The film is quite astonishing really and this sense of appreciation is exacerbated when you consider that this is the directorial début of Tom Ford, he also wrote and produced the film (self financing the film) and this incredible adaptation of Christopher Isherwood’s powerful book took a mere 21 days to shoot. He’s set the bar so high on this film, I think he could quite happily hang up his directorial gloves and feel satisfied.
Ford recently said that A Single Man, “is Colin Firth’s film” and to a certain extent this is very true. Ford allows the camera to linger on Firth and is positioned to make you feel every ounce of torment that George is subjected to as he comes to terms with the removal of part of him and the acceptance of his current situation. Firth’s performance is tender in all the right places and as a viewer you become heavily invested in the character even though he is veiled with a blanket of mystery and sadness. His performance is a cooking pot of emotions as even when on the verge of ending his life he is able to find humour in the situation. Whilst the film really is a gargantuan showpiece for Firth, that isn’t to say that the supporting roles aren’t equally up to the task of making this film even more beautiful. I make particular reference to Nicholas Hoult, who has popped up in various places over the past few year e.g. About a Boy and Skins, but in this role excels as Kenny who shows George that life does go on. Having said that though, the film really is a triumph for Ford and I cannot enthuse enough about it. The colours that Ford has chosen and the soft directorial touches he adds throughout provide the viewer with an array of contrasting shots and textures, all of which neatly tying into the world in which George lives.

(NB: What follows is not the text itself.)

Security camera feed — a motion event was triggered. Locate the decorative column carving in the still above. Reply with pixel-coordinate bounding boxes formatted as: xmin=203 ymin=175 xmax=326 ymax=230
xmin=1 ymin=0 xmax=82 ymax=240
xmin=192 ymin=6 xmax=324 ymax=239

Whilst it may not sound like your cup of tea, A Single Man is a highly charged emotional rollercoaster and has, in much the same way as Ford, a potent blend of charisma and style. Quite honestly before I had seen this I would have backed Jeremy Renner for the Oscar for best male performance, but on reflection you won’t see a more beautiful performance than that given by Firth. I don’t envy the Academy forced to pick between the two of them though. Could be an extremely interesting awards ceremony this year. If you can, get out and see the film sooner rather than later.